A Secret Service agent shot himself in the course of escorting Jill Biden through Philadelphia International Airport this morning.
This is the same agency that nearly let a gunman kill President Trump in Butler, Pennsylvania.
Now they're shooting themselves on routine airport runs – and the Secret Service's own statement tells you everything.
What Happened at Terminal C This Morning
Shortly after 8:30 a.m. Friday, the agent was in an unmarked black Chevrolet Suburban near the American Airlines departures area at Terminal C when the gun went off.
He shot himself in the leg.
Philadelphia police confirmed the incident and spent hours on scene – evidence markers in the trunk of the SUV, police tape around the vehicle, investigators combing through a routine airport departure gone wrong.
Secret Service spokesman Anthony Guglielmi released a statement calling it a "negligent discharge while handling a service weapon during a protective assignment."
Jill Biden was not present when it happened.
The agent was taken to a local hospital and is in stable condition.
The Secret Service's Office of Professional Responsibility – the same body reviewing Butler – is now investigating this too.
This Is Not the First Time
In September 2024, two months after Thomas Matthew Crooks put a bullet past Trump's ear in Butler, another Secret Service agent shot himself in Washington, D.C.
Same description. Same language. Same result.
And in 2017, a Secret Service officer had an accidental discharge in Washington, D.C. – same outcome, same referral to the Office of Professional Responsibility.
A 20-year-old with no military training climbed onto a rooftop 130 yards from Trump and sat there undetected for nearly 45 minutes before opening fire. The bipartisan independent review panel that investigated Butler used one phrase to describe what it found: the Secret Service has become "bureaucratic, complacent, and static."
They warned that "another Butler can and will happen again."
They were talking about protecting the president. But an agency where agents shoot themselves on routine airport assignments is an agency that has lost basic operational discipline across the board.
The Biden Years Left This Agency a Wreck
The Senate Homeland Security Committee found the Secret Service denied or left unfulfilled at least 10 requests from Trump's protective detail for additional resources during the 2024 campaign – counter-drone systems, counter-assault personnel, counter-snipers. All denied.
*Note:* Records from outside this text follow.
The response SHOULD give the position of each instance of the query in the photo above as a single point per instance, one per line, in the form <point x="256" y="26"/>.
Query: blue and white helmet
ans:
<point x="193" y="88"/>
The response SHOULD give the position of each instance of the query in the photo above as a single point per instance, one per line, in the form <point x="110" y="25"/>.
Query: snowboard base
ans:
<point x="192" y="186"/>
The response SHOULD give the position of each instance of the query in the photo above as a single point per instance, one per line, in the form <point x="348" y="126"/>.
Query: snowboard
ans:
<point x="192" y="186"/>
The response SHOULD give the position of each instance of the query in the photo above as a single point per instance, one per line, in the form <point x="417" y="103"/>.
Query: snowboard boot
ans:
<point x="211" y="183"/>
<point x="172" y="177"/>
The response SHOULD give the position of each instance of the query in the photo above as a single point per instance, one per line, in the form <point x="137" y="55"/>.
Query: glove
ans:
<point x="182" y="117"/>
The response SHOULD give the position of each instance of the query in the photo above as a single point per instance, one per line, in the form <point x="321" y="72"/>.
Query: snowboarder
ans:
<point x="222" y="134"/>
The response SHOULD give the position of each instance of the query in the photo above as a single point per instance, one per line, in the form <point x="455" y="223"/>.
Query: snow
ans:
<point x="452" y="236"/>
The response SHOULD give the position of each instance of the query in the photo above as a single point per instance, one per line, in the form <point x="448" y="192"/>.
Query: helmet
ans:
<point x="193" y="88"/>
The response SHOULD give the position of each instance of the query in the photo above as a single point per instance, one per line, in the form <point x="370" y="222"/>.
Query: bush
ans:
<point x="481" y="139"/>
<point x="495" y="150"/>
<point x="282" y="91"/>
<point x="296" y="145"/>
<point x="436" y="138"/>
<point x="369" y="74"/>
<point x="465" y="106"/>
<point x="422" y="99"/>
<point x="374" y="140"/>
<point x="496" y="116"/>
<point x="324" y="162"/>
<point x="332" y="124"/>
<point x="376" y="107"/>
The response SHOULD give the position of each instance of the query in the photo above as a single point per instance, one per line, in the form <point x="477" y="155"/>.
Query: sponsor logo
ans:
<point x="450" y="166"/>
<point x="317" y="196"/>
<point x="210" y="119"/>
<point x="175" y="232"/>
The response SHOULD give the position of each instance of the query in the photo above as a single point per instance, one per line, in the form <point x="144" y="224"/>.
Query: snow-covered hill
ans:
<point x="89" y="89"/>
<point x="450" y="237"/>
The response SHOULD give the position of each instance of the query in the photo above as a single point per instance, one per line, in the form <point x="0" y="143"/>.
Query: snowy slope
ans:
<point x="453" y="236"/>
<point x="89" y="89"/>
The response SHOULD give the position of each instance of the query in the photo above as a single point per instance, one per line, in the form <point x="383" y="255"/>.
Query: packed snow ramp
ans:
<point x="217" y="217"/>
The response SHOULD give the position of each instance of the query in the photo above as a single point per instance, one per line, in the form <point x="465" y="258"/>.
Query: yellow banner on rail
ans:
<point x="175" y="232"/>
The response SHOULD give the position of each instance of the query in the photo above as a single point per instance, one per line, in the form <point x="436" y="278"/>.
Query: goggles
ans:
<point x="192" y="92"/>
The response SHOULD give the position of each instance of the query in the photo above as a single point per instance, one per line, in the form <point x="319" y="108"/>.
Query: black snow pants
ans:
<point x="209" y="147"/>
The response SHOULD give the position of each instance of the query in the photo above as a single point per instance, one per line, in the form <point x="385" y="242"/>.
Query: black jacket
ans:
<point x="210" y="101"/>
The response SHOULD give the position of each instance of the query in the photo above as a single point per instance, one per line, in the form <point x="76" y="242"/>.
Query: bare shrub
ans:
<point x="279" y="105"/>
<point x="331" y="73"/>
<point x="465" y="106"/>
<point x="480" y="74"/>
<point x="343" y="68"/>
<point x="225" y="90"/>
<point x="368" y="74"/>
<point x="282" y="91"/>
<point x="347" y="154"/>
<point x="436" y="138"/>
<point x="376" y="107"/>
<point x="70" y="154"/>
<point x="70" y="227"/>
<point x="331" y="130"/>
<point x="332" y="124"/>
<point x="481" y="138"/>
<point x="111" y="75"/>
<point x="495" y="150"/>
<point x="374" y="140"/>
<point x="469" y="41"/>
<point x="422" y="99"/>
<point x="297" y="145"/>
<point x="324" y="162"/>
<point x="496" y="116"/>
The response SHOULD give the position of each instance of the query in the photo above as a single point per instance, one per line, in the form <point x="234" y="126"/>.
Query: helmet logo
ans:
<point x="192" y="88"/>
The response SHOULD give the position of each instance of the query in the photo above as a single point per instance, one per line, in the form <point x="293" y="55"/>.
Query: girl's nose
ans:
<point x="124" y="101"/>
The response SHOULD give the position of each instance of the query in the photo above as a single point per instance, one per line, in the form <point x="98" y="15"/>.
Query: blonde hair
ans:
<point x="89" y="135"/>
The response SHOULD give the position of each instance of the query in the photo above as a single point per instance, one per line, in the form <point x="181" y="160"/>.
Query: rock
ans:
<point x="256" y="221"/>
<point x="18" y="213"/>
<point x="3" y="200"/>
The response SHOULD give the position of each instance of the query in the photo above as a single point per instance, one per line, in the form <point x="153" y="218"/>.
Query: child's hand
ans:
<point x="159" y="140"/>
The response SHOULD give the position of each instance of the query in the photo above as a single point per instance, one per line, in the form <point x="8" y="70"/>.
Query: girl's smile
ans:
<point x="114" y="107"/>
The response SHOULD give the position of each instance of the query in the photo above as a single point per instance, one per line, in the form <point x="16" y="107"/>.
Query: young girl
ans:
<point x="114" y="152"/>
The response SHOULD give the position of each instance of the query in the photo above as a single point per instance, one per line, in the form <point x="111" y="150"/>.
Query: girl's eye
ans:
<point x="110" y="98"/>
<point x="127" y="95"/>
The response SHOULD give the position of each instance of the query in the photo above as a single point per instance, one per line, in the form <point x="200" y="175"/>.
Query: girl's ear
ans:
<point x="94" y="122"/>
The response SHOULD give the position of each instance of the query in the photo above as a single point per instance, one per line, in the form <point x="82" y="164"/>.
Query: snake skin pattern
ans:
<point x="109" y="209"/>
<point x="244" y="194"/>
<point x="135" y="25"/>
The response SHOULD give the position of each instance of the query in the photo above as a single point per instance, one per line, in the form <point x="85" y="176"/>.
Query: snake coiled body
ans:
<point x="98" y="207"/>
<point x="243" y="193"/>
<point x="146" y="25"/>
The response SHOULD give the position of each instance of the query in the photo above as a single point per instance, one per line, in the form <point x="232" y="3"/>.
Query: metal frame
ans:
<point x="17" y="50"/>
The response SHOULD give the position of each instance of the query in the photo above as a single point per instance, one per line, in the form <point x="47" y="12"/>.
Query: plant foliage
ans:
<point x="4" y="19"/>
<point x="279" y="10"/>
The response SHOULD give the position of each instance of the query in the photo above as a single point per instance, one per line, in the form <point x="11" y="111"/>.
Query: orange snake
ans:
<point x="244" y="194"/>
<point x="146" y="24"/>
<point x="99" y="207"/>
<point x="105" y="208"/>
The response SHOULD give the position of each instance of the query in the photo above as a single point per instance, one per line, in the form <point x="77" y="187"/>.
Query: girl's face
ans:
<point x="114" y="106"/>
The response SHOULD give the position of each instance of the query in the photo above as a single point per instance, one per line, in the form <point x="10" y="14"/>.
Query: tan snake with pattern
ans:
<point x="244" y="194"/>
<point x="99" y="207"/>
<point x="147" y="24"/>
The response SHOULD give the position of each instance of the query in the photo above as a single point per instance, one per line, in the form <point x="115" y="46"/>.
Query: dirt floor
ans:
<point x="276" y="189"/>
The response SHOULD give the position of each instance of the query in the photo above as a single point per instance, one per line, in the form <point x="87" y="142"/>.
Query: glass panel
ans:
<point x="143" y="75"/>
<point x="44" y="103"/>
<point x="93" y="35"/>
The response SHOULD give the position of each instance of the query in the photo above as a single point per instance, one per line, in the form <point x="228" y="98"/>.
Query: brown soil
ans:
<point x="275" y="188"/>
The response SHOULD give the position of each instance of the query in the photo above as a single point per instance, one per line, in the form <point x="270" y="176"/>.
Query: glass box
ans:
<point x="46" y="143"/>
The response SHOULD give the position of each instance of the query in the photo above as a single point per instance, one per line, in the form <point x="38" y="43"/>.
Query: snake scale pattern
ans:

Ten days before Butler, senior Secret Service officials received classified intelligence about a threat to Trump's life. They never passed it to the agents on the ground.
Director Kimberly Cheatle told Congress no requests had been denied for Butler. The GAO found that was false. Cheatle resigned. Six agents received suspensions of ten to forty-two days.
Sen. Chuck Grassley called it inadequate: the consequences "do not reflect the severity of the situation."
He's right. Forty-two days off when your failures nearly cost the President his life is not accountability. It's paperwork.
What This Pattern Actually Proves
Negligent discharges happen in law enforcement.
They don't keep happening at the same agency – the one charged with protecting the most valuable targets on earth – unless something is broken at the foundation.
The independent panel wasn't describing a bad day in Butler. They found "deep flaws" and "a troubling lack of critical thinking" baked into the agency's culture. They recommended new outside leadership and said the problems were systemic.
The Office of Professional Responsibility can keep filing reports. Until the Secret Service fixes what Butler exposed, Americans are watching an agency that denied Trump's security requests, nearly got him killed, and still can't handle a weapon in a parking lot.
Sources:
- Anthony Guglielmi, Secret Service Statement on Philadelphia Incident, U.S. Secret Service, March 27, 2026.
- Emily Hallas, "Jill Biden's Secret Service Agent Shoots Himself While Escorting Her Through Airport," Washington Examiner, March 27, 2026.
- "Secret Service Uniformed Officer Accidentally Shoots Himself While on Duty," Fox News, September 23, 2024.
- "U.S. Secret Service One-Year Update Following the July 13, 2024, Attempted Assassination of President Donald Trump," U.S. Secret Service, July 2025.
- "Grassley Report Concludes Secret Service Failure to Share Threat Information Allowed for Preventable Tragedy in Butler," Senate Judiciary Committee, July 2025.
- Independent Review Panel, "Secret Service Needs Fundamental Reform," Department of Homeland Security, October 2024.